Forum Discussion
Unpivot Monthly Data with a Formula
My current feeling is that both thunks and MAKEARRAY need to be approached with a certain degree of caution. In the present instance, I decided to use concatenated strings to hold information relating to an item within the crosstab. The code to the point of getting a list of packed records is the same whether I go on to use HSTACK or MAKEARRAY
= LET(
packed, nBravo&","&dates&"|"&rBravo,
mask, LEFT(dates,1)<>"Q",
filtered, FILTER(packed,mask),
list, TOCOL(filtered),
Unpackλ(list)
)Using HSTACK
UnpackHSλ = LAMBDA(list,
LET(
dimensions, TEXTBEFORE(list, "|"),
d₁, TEXTBEFORE(dimensions, ","),
d₂, TEXTAFTER(dimensions, ","),
val, VALUE(TEXTAFTER(list, "|")),
HSTACK(d₁, d₂, val)
)
);and using MAKEARRAY
UnpackMAλ = LAMBDA(list,
MAKEARRAY(ROWS(list),3,
LAMBDA(r, f,
LET(
item, INDEX(list, r),
SWITCH(f,
1,TEXTBEFORE(TEXTBEFORE(item, "|"), ","),
2,TEXTAFTER(TEXTBEFORE(item, "|"), ","),
3,VALUE(TEXTAFTER(item, "|"))
)
)
)
)
);(I do not do 'concise'!)
A key point of interest is that the solution with HSTACK took 10ms to refresh whereas MAKEARRAY took 690ms. That is a massive difference.

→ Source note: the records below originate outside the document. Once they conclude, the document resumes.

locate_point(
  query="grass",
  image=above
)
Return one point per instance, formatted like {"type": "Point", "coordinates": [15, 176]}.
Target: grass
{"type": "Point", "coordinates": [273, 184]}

- Patrick2788May 23, 2022Silver Contributor
Thank you for sharing. The more examples I see with MAKEARRAY, it seems to confirm the function is not be used for re-shaping data. Its best use is in generating random data (I'd argue there are other simpler options available to doing the same task).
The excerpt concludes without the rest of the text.